My kids are not yet teenagers, but they are entering the stages of "moodiness" and "JUST LEAVE ME ALONE!" They are starting to form their own ideas and their own opinions (dang!) and I see the way my daughter looks at me when I give her a "to-do" list. Her eyes tell me that she thinks I am lazy. So what if I am going to lay on the couch with a People magazine and a can of soda while she vacuums around me... my mother did it to me, I am just passing down family tradition here.

The truth is that I depend on my kids a lot to help out. If I didn't write a list of chores each day, this place would be in squalor. It would eventually look like a medieval shack with no indoor plumbing. I would have to go on the show "Clean This House" or I would have to call "Home Extreme Makeover" and have them come rebuild me a new house after this one has been destroyed. I would have to think of a good cover story to get them out here. I am still working on one. I was thinking of the angle "My husband can rinse the dishes, but somehow he is incapable of putting the rinsed dishes in the dishwasher, so really his idea of helping is causing me cerebral hemorrhaging." I don't know-I don't think they'll buy it.

Anyway, my mom went on strike years ago and it did not work. All she got was a messy house that never recovered. I know this for a fact because a few years ago my parents moved from the house they had lived in for 32 years and headed south to a new house. I helped them pack. I should get an award or something because I have never packed more crap in my life. They now have all of that crap in their new house in Georgia. So, my mom's idea of "I am just going to show them!" did not work. We all said "show us what?" and now she still has Aunt Carol's 1983 letter on that same buffet table in the kitchen, only it is in a new kitchen 800 miles south.

5 comments:

Unknown said...

I am loving the age of my kids now. The oldest does laundry AND cooks!

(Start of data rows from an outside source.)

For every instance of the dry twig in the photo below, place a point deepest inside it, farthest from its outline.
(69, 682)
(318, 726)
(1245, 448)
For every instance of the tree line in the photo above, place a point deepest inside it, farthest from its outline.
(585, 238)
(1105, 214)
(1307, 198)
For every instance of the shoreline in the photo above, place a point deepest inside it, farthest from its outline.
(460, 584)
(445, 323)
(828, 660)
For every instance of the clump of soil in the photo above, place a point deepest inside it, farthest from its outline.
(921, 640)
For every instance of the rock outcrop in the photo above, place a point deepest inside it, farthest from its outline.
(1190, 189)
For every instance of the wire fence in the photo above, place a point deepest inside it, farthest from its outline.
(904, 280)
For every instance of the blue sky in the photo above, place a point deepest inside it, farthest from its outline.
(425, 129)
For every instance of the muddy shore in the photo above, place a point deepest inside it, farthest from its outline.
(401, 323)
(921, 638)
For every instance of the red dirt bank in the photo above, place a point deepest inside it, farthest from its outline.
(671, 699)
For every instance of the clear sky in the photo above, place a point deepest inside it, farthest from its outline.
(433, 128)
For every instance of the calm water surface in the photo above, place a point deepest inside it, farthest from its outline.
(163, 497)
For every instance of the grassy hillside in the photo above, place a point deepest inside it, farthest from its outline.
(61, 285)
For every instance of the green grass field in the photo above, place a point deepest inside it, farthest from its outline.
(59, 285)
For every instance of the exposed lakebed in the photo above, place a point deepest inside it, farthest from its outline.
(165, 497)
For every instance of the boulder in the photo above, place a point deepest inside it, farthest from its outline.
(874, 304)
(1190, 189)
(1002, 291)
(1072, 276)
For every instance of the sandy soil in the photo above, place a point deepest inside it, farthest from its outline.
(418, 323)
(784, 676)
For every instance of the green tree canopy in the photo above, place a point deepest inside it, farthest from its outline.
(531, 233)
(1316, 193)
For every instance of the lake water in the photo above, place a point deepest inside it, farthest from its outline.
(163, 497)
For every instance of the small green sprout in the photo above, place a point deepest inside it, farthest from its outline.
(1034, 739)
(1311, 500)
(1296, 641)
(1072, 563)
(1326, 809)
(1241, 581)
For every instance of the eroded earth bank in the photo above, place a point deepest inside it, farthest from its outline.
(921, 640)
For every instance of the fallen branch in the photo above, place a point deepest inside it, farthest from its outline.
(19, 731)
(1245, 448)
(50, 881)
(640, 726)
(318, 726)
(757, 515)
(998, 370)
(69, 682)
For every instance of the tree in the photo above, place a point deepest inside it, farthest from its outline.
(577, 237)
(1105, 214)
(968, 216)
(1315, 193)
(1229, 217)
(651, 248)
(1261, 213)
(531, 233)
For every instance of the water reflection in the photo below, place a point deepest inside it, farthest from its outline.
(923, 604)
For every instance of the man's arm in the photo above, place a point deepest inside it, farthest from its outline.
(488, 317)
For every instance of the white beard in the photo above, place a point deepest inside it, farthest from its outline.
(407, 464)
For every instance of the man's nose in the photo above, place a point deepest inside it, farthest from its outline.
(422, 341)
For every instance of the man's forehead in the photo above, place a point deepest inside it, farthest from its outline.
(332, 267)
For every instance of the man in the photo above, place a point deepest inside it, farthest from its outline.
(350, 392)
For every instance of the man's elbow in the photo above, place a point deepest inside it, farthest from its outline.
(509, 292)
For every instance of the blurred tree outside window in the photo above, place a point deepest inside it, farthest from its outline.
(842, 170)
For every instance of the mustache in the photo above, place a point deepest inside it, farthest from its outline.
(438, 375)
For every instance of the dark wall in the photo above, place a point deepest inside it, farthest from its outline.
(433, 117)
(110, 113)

My dad is also a pack rat. Fortunately for me, he married someone a couple of years ago that has NO problem throwing his things away!

Special K ~Toni said...

I went on 'modified strike' a few months back. I would only cook once or twice a week and I stopped doing everyone laundry. The Hubs and my 13yo jumped to it. I refuse to live in a pig sty and everyone is gonna pitch in. As I have said, I will pack my crap and leave. Yea- it's a lie, but they wont dare call my bluff!

Kasia said...

Sadly, my mother was 'on strike' for most of my childhood. Fortunately my father stepped up to the plate, and was a good cook...and cleaner, and provider...

Shauna Loves Chocolate said...

I've got a rule... once the kids are in the 7th grade, they do their own laundry.

For now, we have Nicholas wipe the floor under the table every night after dinner. I've noticed he eats neater now!

Laura The Crazy Mama said...

I am working on my "Extreme Home Makeover" story too. Every time I come up with scenarios, the kids help out by practicing their dramatic crying/fanning their faces routine. Also, they practice their "Oh, no, you've done too much for us!" and their, "OH MY GOSH, OH MY GOSH! MY ROOM IS SOOOO COOOOOL!". I remind them how lucky they are that we are NOT on EHM because something really bad would have to happen to us first. They come up with all kinds of horrible suggestions like, "maybe dad could break his back!" or "maybe we could be in a horrible car crash!" Weird kids.
Dear EHM,
My kids are so disturbed and strange that I can't pay my mortgage anymore for the huge psychiatrist bills that I've been having to pay. Also, their eye rolling has caused them all to need new glasses every two weeks and they can't see the messes they make so my house is getting trashed and I need back surgery from picking up all their crap. Also, they are stomping in protest so much that my light fixtures are loose and all my pictures and wall decorations are askew. Can't you please help us???